Conseguí llegar a una farmacia. El hombre debía estar acostumbrado a toda clase de percances e incidencias de los urbanitas, que se aventuraban en terreno desconocido. “Paracetamol cada 8 horas y descanso”, ese fue su diagnóstico y coincidió con uno de los senderistas que se detuvo a interesarse por mi estado de salud: “si es una costilla, no hay nada más que hacer”.

Al menos pude recuperar la respiración, aunque no podía hinchar mucho el pecho; ni toser; ni reírme; ni hacer movimientos bruscos. Así es que respiraba menos aire, pero más rápido. Me tenía que vestir y desnudar a la velocidad a la que se mueve un camaleón: a cámara lenta. Tampoco podía caminar erguido. Iba encogido, como si tuviera chepa o la clavícula dislocada. Los traspiés eran como un sunami: las ondas de choque terminaban por llegar al costado. Andaba con pánico a pisar una hormiga no me fuera a doler aún más.

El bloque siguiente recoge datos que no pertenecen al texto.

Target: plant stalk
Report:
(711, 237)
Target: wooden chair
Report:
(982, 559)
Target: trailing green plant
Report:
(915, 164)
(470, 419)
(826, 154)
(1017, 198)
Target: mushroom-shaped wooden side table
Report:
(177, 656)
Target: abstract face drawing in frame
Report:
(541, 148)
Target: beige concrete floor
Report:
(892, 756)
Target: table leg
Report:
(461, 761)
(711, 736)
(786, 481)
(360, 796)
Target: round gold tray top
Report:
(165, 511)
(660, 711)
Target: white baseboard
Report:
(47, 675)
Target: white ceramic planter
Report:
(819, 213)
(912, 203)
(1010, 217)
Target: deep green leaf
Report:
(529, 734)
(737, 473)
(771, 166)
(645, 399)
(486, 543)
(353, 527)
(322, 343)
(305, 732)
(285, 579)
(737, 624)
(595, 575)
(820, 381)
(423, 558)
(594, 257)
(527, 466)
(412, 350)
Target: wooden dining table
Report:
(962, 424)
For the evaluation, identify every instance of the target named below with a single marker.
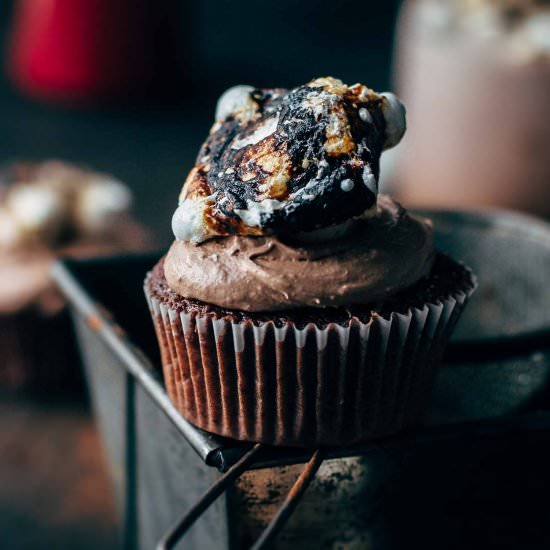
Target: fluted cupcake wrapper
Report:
(286, 385)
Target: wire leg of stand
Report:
(172, 537)
(291, 501)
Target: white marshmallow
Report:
(37, 210)
(10, 232)
(188, 222)
(395, 117)
(99, 202)
(232, 99)
(370, 181)
(347, 185)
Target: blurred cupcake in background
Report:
(475, 75)
(47, 210)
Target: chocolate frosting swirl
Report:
(376, 257)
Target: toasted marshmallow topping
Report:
(284, 161)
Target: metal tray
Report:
(431, 482)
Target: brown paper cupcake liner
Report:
(305, 386)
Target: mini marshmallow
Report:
(232, 100)
(188, 222)
(99, 202)
(395, 117)
(38, 210)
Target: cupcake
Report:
(47, 210)
(297, 306)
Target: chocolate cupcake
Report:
(47, 210)
(298, 306)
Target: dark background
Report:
(203, 47)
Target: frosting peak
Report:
(279, 161)
(377, 257)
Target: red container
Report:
(81, 50)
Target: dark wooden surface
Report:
(54, 490)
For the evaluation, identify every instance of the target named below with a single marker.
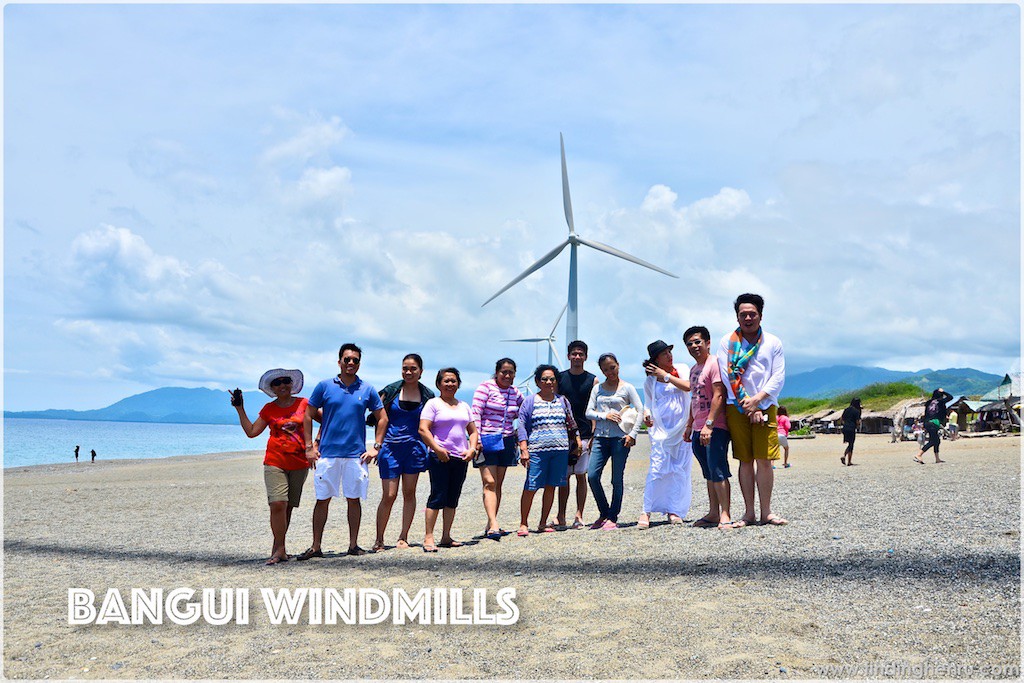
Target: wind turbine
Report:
(552, 351)
(573, 241)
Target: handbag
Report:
(494, 442)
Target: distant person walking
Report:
(851, 421)
(951, 425)
(783, 433)
(285, 464)
(935, 416)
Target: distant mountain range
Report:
(198, 407)
(826, 382)
(212, 407)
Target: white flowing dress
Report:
(669, 488)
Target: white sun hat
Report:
(271, 375)
(629, 419)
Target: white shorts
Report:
(340, 476)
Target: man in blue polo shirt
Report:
(340, 450)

Se terminaron las excursiones por el idílico ambiente de Irati. Acostarme e incorporarme en la cama, me llevaba más tiempo que zigzaguear a un petrolero. Cambiar de postura era imposible: todos los órganos se desplazaban hacia las costillas doloridas y sólo podía estar boca arriba. Y gracias.

Ante semejante panorama, tuve que acortar los días de estancia y regresar a casa.

Por lo demás, muy bonito Irati. Un recuerdo imborrable. Muchas de mis fotos lo atestiguan.